On voit là que Kant s’est bien éloigné des spéculations de son ouvrage de 1755 d’inspiration newtonienne Allgemeine Naturgeschichte und Theorie des Himmels où il proclamait l’infinitude spatiale et temporelle de l’univers créé. Kant ajoute que si Copernic n’a formulé qu’une hypothèse scientifique, l’hypothèse philosophique de l’a priori est apodictique. On connaît la suite : la constitution a priori des représentations de l’espace et du temps dans l’esthétique transcendantale et des concepts de l’entendement dans l’analytique transcendantale conduira à la thèse de l’aperception comme unité transcendantale de l’expérience. C’est l’ego ou le sujet transcendantal qui assure l’unité du divers dont le sujet empirique ne saurait opérer la synthèse. Le « Je pense » (Ich denke) kantien n’est pas le cogito cartésien, car Kant nous dit qu’il nous est inconnu empiriquement comme fondement des phénomènes, mais qu’il n’est pas lui-même phénomène. L’idéalisme transcendantal de Kant n’est pas une phénoménologie transcendantale et c’est ici qu’intervient l’observateur transcendantal de Husserl.

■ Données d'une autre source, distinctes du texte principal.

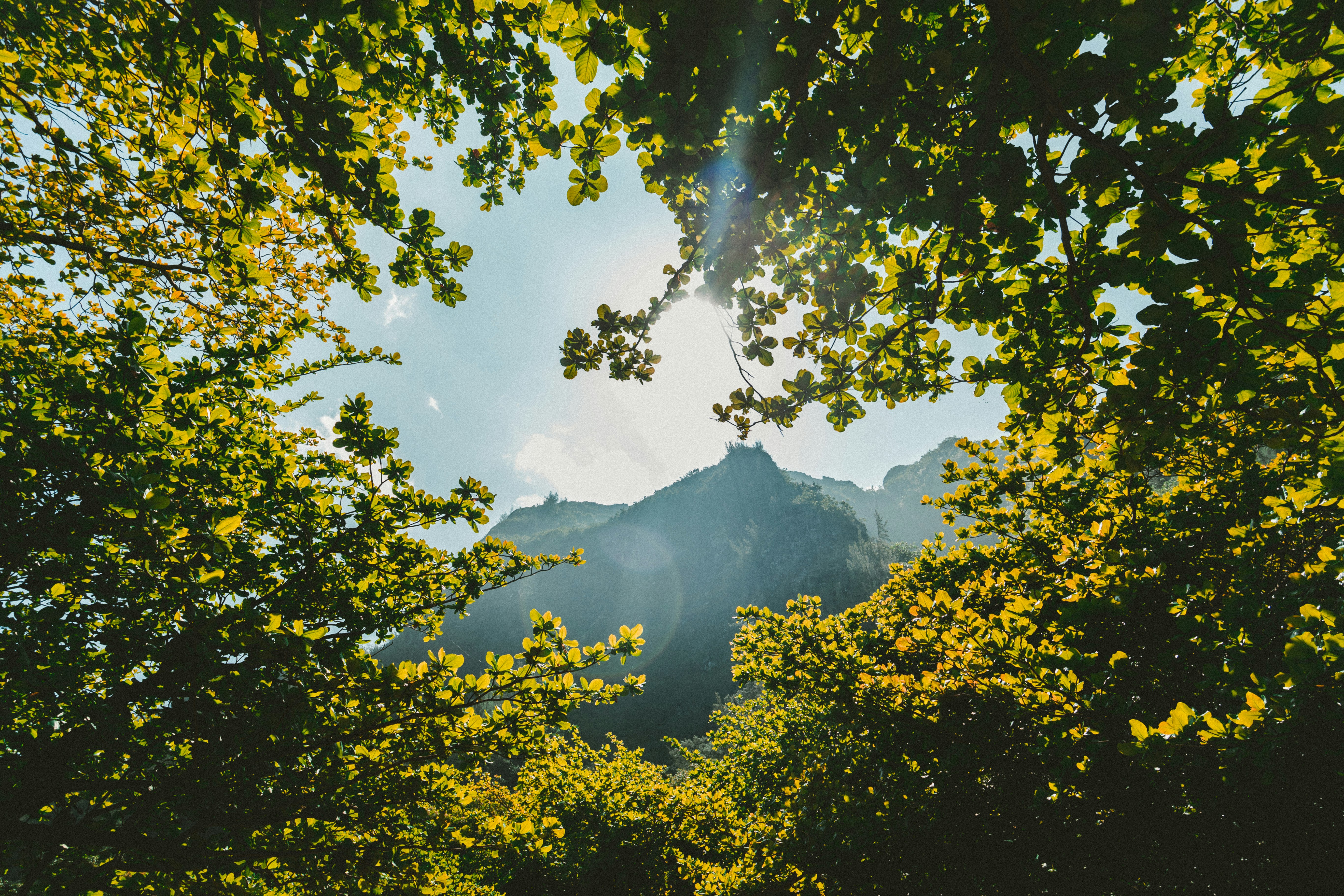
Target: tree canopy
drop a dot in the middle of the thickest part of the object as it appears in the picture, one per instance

3. L’observateur transcendantal et sa phénoménologie
L’observateur transcendantal est bien circonscrit dans les Pariser Vorträge (voir Husserl 1950) où Husserl reprend pratiquement le langage de Kant :
Si l’homme naturel (qui comprend le moi, lequel est, certes, transcendantal en fin de compte, mais n’en sait rien) dispose d’une science du monde et d’un monde qui est dans son absoluité naïve, le spectateur devenu conscient qu’il est lui-même un moi transcendantal, ne dispose du monde que comme d’un phénomène, c’est-à-dire comme d’un cogitatum corrélat d’une cogitatio, comme ce qui se manifeste corrélativement à chaque manifestation, comme d’un simple corrélat.
trad. de Launay 1994, p.15[4]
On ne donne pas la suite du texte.